If you lose something in the snow, Jason Wilmot is the guy you want searching. His eyes are trained to find what hides well in white. He looks for wildlife in winter, specifically wolverine and lynx. From the air and on the ground, Wilmot covers thousands of miles in the Greater Yellowstone Ecosystem looking for tracks in snow.
“I’m always and forever looking for tracks,” says Wilmot, Bridger-Teton National Forest wildlife biologist. “Verification is a big thing. We need true, actual evidence.”
Wolverine evidence is rare, but Wilmot has it. What he doesn’t have is lynx. The last Canada lynx documented in the area was a radio-collared cat by Wyoming’s Greys River in 2010. That means the Greater Yellowstone Ecosystem is facing a decade of documenting nothing. The missing lynx is really missing.
“I’m not surprised, but I’m sad,” Wilmot says. “The historical picture of lynx in the GYE is certain. They were absolutely here, but go back centuries and it’s questionable.”
Two factors raise questions.
First, snowshoe hares. They’re a diet staple for lynx, and they’re definitely in Canada. They’re not definitely present in the Greater Yellowstone Ecosystem.
Second, forest. It’s contiguous in Canada. It’s patchy in the Greater Yellowstone Ecosystem. It’s possible the last lynx was a surplus population from Canada that’s declined since. To study that, Wilmot’s research team saturated 1.9 million acres within the Greater Yellowstone Ecosystem's 20 million acres with 54 trail cameras and thousands of hiked miles. For three winters, 2015 through 2017, the team followed tracks and imported images. They studied more than 3000,000 trail cam photos.

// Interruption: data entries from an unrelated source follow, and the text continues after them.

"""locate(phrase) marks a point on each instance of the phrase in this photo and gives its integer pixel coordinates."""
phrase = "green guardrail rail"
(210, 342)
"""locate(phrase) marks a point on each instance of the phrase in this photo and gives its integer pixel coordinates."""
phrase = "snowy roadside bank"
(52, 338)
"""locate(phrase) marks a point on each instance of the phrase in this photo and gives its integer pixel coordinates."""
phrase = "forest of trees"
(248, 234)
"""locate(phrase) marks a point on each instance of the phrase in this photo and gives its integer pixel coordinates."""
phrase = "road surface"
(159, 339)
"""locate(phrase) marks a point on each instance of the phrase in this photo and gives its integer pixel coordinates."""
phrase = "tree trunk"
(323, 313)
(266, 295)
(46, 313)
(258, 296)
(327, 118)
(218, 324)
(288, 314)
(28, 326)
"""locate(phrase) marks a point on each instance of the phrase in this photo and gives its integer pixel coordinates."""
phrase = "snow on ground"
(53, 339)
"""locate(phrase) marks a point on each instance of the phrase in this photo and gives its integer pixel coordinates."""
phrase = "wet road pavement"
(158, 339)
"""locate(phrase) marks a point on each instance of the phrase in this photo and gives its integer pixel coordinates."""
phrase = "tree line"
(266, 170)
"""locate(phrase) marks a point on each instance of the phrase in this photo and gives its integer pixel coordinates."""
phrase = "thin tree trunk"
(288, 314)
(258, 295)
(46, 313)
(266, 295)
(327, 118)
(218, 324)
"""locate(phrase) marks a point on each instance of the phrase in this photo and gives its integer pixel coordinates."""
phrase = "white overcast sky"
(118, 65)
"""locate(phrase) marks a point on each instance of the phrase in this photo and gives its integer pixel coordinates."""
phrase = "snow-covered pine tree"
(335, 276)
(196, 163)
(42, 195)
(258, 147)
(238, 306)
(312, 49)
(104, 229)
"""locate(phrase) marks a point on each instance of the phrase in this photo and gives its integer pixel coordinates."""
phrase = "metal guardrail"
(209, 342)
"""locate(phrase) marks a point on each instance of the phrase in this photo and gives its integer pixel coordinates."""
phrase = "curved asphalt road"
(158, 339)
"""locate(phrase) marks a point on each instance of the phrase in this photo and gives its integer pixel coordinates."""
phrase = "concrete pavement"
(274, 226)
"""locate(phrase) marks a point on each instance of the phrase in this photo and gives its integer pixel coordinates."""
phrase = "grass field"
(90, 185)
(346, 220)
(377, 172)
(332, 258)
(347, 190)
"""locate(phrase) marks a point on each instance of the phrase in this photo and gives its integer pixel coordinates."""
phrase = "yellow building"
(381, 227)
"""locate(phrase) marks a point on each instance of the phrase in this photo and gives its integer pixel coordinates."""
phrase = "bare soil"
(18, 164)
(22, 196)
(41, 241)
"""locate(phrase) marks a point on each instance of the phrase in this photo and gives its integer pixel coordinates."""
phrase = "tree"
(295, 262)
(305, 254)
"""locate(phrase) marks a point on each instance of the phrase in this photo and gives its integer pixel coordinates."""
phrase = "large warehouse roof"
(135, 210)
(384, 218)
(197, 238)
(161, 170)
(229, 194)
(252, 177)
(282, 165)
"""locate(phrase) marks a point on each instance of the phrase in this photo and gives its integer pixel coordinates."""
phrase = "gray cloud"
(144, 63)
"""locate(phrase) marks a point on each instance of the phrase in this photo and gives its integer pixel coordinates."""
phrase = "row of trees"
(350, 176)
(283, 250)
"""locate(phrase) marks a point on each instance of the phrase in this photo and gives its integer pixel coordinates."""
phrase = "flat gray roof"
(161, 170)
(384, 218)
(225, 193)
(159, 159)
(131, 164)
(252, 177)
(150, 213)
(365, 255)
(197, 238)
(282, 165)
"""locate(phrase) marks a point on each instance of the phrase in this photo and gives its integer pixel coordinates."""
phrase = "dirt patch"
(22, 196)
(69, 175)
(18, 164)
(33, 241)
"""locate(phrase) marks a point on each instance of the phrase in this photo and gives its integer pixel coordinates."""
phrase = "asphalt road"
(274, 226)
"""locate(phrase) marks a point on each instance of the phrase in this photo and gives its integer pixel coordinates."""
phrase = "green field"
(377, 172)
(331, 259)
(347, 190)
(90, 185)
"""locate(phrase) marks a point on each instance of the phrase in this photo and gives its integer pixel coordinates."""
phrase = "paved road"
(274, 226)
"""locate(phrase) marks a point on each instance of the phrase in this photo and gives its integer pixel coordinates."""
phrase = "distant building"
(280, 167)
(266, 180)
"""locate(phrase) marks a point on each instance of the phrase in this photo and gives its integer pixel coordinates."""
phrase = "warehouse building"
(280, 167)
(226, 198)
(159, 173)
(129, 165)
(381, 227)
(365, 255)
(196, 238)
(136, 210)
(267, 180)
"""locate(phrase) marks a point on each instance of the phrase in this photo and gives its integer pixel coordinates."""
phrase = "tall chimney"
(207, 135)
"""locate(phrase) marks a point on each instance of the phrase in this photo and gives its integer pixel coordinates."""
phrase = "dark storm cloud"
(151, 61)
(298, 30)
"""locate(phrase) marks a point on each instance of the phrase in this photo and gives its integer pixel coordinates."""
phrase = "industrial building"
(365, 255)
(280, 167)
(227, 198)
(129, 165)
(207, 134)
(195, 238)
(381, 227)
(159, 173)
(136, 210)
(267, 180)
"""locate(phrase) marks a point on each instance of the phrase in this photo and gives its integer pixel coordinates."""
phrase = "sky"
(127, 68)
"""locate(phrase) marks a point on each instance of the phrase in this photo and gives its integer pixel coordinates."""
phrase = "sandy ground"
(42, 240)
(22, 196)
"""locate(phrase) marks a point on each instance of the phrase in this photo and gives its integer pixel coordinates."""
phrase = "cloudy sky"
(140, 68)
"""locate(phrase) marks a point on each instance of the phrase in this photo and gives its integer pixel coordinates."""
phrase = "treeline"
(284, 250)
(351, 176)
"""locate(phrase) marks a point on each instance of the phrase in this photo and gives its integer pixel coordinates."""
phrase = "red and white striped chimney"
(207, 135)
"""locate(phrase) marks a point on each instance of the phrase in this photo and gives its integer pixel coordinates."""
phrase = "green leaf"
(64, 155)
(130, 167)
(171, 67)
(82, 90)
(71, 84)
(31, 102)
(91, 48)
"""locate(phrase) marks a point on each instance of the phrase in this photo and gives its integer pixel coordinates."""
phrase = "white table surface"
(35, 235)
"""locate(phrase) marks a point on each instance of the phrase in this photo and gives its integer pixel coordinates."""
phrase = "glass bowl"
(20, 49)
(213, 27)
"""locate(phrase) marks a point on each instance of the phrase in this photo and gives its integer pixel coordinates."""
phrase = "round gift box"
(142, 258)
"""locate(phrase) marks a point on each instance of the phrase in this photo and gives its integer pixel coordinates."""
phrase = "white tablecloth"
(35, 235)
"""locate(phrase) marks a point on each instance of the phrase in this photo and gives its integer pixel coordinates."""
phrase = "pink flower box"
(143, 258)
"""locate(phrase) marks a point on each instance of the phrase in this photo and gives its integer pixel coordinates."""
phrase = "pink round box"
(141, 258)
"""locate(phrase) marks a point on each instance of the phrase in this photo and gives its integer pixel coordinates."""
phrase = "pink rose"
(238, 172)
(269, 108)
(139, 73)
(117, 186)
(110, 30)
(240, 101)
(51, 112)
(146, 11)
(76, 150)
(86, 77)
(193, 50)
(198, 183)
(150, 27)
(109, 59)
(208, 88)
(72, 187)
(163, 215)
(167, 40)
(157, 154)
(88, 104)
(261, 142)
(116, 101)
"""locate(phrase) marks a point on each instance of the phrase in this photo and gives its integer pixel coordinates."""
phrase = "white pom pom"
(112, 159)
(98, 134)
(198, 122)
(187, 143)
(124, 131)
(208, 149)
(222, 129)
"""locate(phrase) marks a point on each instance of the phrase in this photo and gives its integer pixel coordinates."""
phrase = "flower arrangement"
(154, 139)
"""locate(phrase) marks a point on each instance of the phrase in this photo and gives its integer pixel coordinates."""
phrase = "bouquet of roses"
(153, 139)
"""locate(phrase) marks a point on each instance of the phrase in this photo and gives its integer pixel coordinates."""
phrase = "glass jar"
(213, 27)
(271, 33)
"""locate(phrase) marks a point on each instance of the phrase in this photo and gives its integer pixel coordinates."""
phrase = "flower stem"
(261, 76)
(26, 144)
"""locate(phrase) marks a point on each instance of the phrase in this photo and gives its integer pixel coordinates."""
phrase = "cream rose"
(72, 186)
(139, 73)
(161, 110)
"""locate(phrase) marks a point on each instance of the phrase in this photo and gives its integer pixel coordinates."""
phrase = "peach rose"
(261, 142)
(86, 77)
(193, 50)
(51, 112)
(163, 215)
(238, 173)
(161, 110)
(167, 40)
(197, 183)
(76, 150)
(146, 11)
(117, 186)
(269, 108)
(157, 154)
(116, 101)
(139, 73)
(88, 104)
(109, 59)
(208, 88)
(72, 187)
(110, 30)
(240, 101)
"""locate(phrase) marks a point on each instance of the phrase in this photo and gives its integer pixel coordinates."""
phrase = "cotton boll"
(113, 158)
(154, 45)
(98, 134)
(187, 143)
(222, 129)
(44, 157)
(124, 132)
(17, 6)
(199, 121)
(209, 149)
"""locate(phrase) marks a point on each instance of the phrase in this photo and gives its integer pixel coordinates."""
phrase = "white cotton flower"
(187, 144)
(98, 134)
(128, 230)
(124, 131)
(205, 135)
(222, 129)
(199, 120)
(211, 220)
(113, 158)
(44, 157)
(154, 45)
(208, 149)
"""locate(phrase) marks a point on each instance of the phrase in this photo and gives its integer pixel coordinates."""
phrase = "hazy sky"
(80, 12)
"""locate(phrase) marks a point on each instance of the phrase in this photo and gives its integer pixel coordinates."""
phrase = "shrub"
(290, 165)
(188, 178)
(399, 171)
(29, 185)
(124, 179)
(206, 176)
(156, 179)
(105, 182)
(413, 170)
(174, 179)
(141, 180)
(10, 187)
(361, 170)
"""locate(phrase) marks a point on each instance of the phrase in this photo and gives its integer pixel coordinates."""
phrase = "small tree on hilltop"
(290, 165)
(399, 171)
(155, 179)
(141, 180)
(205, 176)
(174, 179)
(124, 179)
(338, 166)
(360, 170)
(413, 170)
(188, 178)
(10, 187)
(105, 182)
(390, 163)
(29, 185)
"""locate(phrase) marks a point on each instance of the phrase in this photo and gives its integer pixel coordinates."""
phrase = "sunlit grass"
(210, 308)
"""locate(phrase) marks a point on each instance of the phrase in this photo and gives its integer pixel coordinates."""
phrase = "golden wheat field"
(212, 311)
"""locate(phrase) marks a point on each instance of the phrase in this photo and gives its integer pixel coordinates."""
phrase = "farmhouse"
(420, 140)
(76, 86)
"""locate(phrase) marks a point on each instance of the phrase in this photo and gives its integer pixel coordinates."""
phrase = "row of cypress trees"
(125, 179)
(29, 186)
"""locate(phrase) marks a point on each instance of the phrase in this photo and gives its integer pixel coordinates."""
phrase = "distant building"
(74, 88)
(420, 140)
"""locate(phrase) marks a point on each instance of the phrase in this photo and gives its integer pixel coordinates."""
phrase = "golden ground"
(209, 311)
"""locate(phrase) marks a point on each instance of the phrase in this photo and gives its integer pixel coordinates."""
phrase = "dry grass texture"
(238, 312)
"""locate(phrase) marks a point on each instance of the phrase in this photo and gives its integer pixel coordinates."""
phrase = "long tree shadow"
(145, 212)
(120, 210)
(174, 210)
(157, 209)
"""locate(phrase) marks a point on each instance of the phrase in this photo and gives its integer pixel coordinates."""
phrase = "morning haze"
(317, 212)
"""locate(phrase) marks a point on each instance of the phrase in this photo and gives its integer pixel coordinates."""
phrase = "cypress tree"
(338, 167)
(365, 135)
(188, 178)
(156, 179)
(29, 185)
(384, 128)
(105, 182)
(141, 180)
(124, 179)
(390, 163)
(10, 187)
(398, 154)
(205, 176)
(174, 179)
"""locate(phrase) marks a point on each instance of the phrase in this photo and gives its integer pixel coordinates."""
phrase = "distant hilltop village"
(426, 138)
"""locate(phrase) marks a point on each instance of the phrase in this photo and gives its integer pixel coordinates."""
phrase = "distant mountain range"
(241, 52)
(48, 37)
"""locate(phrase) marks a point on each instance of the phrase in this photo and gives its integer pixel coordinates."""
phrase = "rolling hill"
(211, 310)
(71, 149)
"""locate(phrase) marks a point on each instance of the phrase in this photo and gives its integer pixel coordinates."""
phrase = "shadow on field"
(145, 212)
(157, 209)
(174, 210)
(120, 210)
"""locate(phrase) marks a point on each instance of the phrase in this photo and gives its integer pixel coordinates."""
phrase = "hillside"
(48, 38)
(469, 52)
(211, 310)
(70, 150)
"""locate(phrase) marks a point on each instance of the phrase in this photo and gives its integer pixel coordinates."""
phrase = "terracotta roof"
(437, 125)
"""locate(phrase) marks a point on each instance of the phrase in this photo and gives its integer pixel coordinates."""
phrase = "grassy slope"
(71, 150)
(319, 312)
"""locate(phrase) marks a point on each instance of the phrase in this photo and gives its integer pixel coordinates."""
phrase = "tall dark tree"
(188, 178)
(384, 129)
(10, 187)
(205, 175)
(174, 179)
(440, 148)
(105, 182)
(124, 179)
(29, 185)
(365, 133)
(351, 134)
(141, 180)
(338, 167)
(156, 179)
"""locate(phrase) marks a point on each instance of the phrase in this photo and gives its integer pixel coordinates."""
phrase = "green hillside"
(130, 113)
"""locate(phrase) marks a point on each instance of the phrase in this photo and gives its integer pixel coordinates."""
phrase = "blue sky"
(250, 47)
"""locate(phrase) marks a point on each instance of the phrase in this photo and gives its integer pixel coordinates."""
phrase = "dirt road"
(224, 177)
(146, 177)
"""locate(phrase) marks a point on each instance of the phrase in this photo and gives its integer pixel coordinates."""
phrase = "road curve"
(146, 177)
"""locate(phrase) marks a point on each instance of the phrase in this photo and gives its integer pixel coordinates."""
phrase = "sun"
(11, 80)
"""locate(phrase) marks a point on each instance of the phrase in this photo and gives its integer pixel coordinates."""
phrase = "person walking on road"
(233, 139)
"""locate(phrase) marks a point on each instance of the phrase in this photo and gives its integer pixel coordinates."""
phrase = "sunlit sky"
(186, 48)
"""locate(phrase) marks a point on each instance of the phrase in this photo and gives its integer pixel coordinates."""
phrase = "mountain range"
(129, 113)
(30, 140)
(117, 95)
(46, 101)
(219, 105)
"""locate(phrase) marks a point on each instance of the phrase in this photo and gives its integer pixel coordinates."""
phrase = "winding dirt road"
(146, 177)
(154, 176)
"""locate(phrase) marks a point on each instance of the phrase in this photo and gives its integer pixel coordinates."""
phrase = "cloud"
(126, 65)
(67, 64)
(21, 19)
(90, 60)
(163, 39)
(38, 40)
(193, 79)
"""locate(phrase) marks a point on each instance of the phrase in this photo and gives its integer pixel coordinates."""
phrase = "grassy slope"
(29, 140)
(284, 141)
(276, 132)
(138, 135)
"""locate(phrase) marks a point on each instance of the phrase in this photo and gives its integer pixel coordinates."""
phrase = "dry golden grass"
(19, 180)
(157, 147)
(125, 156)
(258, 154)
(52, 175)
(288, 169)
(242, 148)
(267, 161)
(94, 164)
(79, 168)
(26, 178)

“We didn’t find a single picture of a lynx,” Wilmot says. “We didn’t find a single track or trace of DNA either. Nothing.”
Lynx are listed as a threatened species. Wyoming’s Bridger-Teton National Forest manages timber harvest within the limits of that listing. Across the border in Idaho, Caribou-Targhee National Forest doesn’t have the same restrictions, but lynx could be in the Gem State. The timber around Idaho’s Caribou Mountain, near Gray's Lake National Wildlife Refuge, is across the border from Wyoming’s Greys River.
“If people see a track that might be of interest, I will follow up on it,” Wilmot says. “That’s how something is going to pop up. Someone is going to see something.”
Hundreds of trail cams dot eastern Idaho. Dozens of them are monitoring the area’s wolf population. Cameras are cheaper and less invasive than GPS collars. Cameras are also generalists. They take pictures of wolves, but they also take pictures of anything else that moves.
“You get that camera, and it’s kind of a Christmas present in a way,” says Josh Rydalch, Idaho Department of Fish & Game regional wildlife biologist. “It’s amazing what we catch, and it’s fun to watch what’s out there.”
In the case of the missing lynx, they’re revealing what’s not out there. Wilmot isn’t sorting photos to count cats. He’s sorting photos for the existence of any cats. If he ever finds a lynx, he’ll collar it so the needle in the haystack is easier to find.
“If we found a lynx, it would be a huge deal,” Wilmot says. “One could come through. It could happen. It’s like fishing. You don’t catch fish if you don’t put your line in the water.”